Prioridade absoluta no calendário eleitoral
Em declaração dada durante o programa "Bom Dia, Ministro" na quarta-feira, 7 de janeiro de 2026, o ministro do Trabalho e Emprego, Luiz Marinho, foi enfático ao classificar a proposta como prioridade. Ele demonstrou otimismo quanto à tramitação do projeto, afirmando ser "plenamente possível" conseguir a aprovação ainda dentro do calendário eleitoral deste ano.
Marinho defendeu que a medida, apesar do forte impacto no mercado, deve ser vista como uma oportunidade.
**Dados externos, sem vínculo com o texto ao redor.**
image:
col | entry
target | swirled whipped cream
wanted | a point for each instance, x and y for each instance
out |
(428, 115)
Ele também fez um chamado para que os trabalhadores se mobilizem através de seus sindicatos e centrais para pressionar os parlamentares de seus estados, destacando que o diálogo com o Congresso Nacional é fundamental.
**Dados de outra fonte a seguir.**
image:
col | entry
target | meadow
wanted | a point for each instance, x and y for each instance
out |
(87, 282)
Impacto na saúde e no bem-estar dos trabalhadores
O ministro criticou duramente o modelo 6x1, classificando-o como "a mais cruel" ainda em prática em todo o mundo, com efeitos particularmente severos para as mulheres. Ele vinculou a mudança a uma melhoria direta na saúde e segurança no ambiente laboral.
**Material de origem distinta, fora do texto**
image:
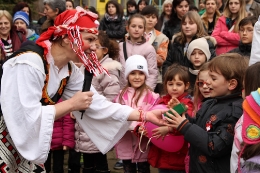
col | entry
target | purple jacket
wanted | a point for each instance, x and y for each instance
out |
(127, 147)
(63, 133)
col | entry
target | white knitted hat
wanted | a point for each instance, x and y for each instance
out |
(201, 44)
(166, 2)
(136, 62)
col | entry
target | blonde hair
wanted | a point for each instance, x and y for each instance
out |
(193, 16)
(241, 13)
(4, 13)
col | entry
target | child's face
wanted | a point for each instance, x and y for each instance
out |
(218, 85)
(189, 28)
(136, 28)
(168, 9)
(197, 58)
(136, 79)
(234, 6)
(141, 5)
(151, 21)
(203, 83)
(100, 50)
(20, 24)
(201, 5)
(246, 33)
(211, 6)
(111, 8)
(182, 9)
(176, 87)
(130, 8)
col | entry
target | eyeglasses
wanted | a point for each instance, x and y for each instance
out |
(100, 47)
(245, 30)
(201, 83)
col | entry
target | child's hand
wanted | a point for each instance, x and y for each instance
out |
(72, 116)
(173, 102)
(174, 119)
(161, 131)
(142, 129)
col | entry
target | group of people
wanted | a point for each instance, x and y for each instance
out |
(143, 65)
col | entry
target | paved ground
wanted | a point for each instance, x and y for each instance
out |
(111, 162)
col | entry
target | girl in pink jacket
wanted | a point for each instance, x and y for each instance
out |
(139, 96)
(226, 29)
(135, 44)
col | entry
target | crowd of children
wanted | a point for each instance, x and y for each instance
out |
(165, 61)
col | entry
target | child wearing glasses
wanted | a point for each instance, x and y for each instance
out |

"O mundo do trabalho que hoje gera muitas doenças, gera muitos problemas, gera muitos acidentes. Quanto mais você melhorar esse ambiente, você diminuirá a quantidade de acidentes e de doenças", argumentou Marinho, conectando a redução da jornada à promoção de um trabalho mais digno e saudável.
Negociação coletiva como caminho
Reconhecendo as particularidades de setores que operam em regime contínuo, como saúde, segurança e utilities, o ministro apontou a negociação coletiva como o mecanismo ideal para acomodar essas realidades. A ideia é que, dentro do novo limite legal, acordos setoriais possam definir os melhores arranjos para conciliar as necessidades das empresas com os direitos dos trabalhadores.
Para embasar seu otimismo, Luiz Marinho citou o caso recente da aprovação da isenção do Imposto de Renda para quem ganha até R$ 5 mil. Ele lembrou que o projeto, após amplo debate social, foi aprovado por unanimidade no Senado e na Câmara, um resultado que, em sua avaliação, não parecia possível no início da discussão.
Com a declaração pública do ministro, o fim da escala 6x1 e a redução da jornada para 40 horas semanais se consolidam como um dos grandes temas sociais e econômicos a serem debatidos no Congresso em 2026, com o governo demonstrando disposição de torná-lo uma bandeira eleitoral.